Re: Perform processing only when watermark updates, buffer data otherwise

Posted by Manas Kale on
URL: http://deprecated-apache-flink-user-mailing-list-archive.369.s1.nabble.com/Perform-processing-only-when-watermark-updates-buffer-data-otherwise-tp34040p34049.html

Also
  •  What happens to watermarks after a union operation? Do I have to assignTimestampsAndWatermarks() again? I guess I will have to since multiple streams are being combined and Flink needs to know how to resolve individual watermarks.
  • What is the difference between union() and connect()?

On Thu, Apr 2, 2020 at 10:33 AM Manas Kale <[hidden email]> wrote:
Hi,
I want to perform some processing on events only when the watermark is updated. Otherwise, for all other events, I want to keep buffering them till the watermark arrives. 
The main motivation behind doing this is that I have several operators that emit events/messages to a downstream operator. Since the order in which events arrive at the downstream operator is not guaranteed to be in chronological event time, I want to manually sort events when the watermark arrives and only then proceed.

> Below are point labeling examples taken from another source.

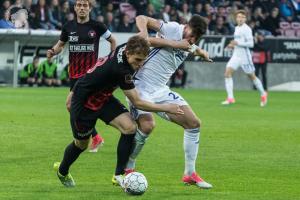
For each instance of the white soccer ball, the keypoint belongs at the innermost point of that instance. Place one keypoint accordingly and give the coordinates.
(135, 183)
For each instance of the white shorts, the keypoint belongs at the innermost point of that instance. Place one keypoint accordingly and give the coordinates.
(245, 63)
(160, 96)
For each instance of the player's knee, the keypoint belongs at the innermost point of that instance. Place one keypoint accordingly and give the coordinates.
(82, 144)
(129, 128)
(194, 123)
(147, 127)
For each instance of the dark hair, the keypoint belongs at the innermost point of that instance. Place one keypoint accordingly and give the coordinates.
(243, 12)
(198, 25)
(138, 45)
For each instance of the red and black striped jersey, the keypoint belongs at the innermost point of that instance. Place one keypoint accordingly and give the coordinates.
(83, 44)
(97, 85)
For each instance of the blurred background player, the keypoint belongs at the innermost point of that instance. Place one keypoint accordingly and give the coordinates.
(151, 81)
(28, 75)
(260, 58)
(93, 99)
(241, 57)
(47, 73)
(83, 35)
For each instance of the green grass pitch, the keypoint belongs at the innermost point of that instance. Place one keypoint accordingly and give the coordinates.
(246, 152)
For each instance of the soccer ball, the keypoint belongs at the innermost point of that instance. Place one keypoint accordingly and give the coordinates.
(135, 183)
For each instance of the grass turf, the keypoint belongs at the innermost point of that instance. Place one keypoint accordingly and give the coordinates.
(246, 152)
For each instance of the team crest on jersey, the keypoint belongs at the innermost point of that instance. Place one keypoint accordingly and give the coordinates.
(128, 79)
(92, 33)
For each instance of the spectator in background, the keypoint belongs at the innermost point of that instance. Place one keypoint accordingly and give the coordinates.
(41, 16)
(258, 17)
(55, 14)
(47, 73)
(185, 13)
(5, 22)
(260, 60)
(272, 22)
(64, 76)
(110, 23)
(166, 13)
(198, 9)
(178, 79)
(124, 25)
(28, 75)
(5, 5)
(286, 10)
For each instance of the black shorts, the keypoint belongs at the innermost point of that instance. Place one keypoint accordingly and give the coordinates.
(73, 82)
(83, 125)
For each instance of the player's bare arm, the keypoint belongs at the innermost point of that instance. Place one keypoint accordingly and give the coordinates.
(202, 53)
(144, 22)
(133, 96)
(160, 42)
(56, 49)
(113, 42)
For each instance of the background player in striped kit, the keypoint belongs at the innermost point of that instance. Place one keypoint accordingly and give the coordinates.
(83, 35)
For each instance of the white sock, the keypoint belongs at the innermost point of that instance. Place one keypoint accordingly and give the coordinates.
(191, 145)
(229, 87)
(139, 141)
(259, 86)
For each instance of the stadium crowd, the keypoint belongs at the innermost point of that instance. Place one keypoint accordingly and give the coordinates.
(275, 17)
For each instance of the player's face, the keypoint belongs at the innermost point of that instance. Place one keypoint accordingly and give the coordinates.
(240, 19)
(82, 8)
(188, 34)
(136, 61)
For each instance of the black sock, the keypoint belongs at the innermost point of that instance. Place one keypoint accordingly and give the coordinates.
(72, 152)
(124, 150)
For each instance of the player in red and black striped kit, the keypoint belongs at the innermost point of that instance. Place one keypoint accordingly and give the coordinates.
(83, 35)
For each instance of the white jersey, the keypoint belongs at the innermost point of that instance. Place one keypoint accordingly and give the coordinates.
(243, 36)
(162, 62)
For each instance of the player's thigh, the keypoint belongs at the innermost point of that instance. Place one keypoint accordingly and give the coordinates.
(83, 125)
(124, 123)
(146, 123)
(188, 120)
(248, 68)
(232, 65)
(114, 113)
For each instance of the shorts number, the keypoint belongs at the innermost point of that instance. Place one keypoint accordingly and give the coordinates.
(171, 94)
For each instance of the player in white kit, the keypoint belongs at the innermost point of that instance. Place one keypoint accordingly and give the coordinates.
(241, 57)
(151, 83)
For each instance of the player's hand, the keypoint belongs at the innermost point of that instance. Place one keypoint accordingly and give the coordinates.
(205, 55)
(143, 34)
(174, 109)
(50, 53)
(68, 101)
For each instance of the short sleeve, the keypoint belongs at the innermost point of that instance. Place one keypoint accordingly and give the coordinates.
(64, 34)
(126, 81)
(170, 30)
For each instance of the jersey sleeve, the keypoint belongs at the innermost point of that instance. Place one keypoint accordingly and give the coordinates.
(103, 31)
(169, 30)
(125, 80)
(247, 39)
(64, 34)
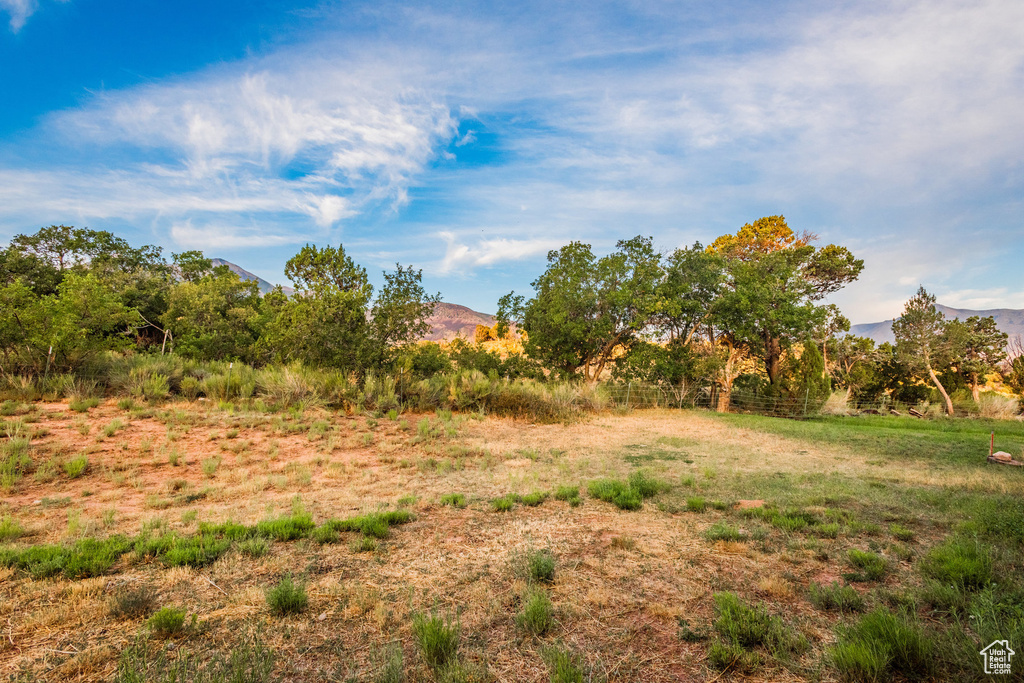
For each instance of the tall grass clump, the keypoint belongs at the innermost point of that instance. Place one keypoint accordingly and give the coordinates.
(882, 645)
(437, 637)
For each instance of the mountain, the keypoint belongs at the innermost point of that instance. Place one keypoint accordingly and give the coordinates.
(451, 319)
(264, 286)
(1010, 321)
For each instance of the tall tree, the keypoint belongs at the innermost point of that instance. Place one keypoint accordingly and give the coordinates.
(775, 279)
(587, 310)
(978, 348)
(921, 341)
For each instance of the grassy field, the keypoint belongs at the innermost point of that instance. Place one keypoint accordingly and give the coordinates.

Specifically, I want to first combine multiple streams and then do the above. Something like : 
stream1.union(stream2, steream3)...

One solution I am exploring is using a global window with a trigger that will fire only when the watermark updates.
stream1.union(stream2, steream3).
keyBy(...).
window(GlobalWindows.create()).
trigger(new OnWatermarkUpdateTrigger()).
process(...)

I will store the latest watermark in the trigger's state store. In the onElement() method, I will FIRE if the current watermark is different than the stored one.

Is this the best way to implement the functionality described above?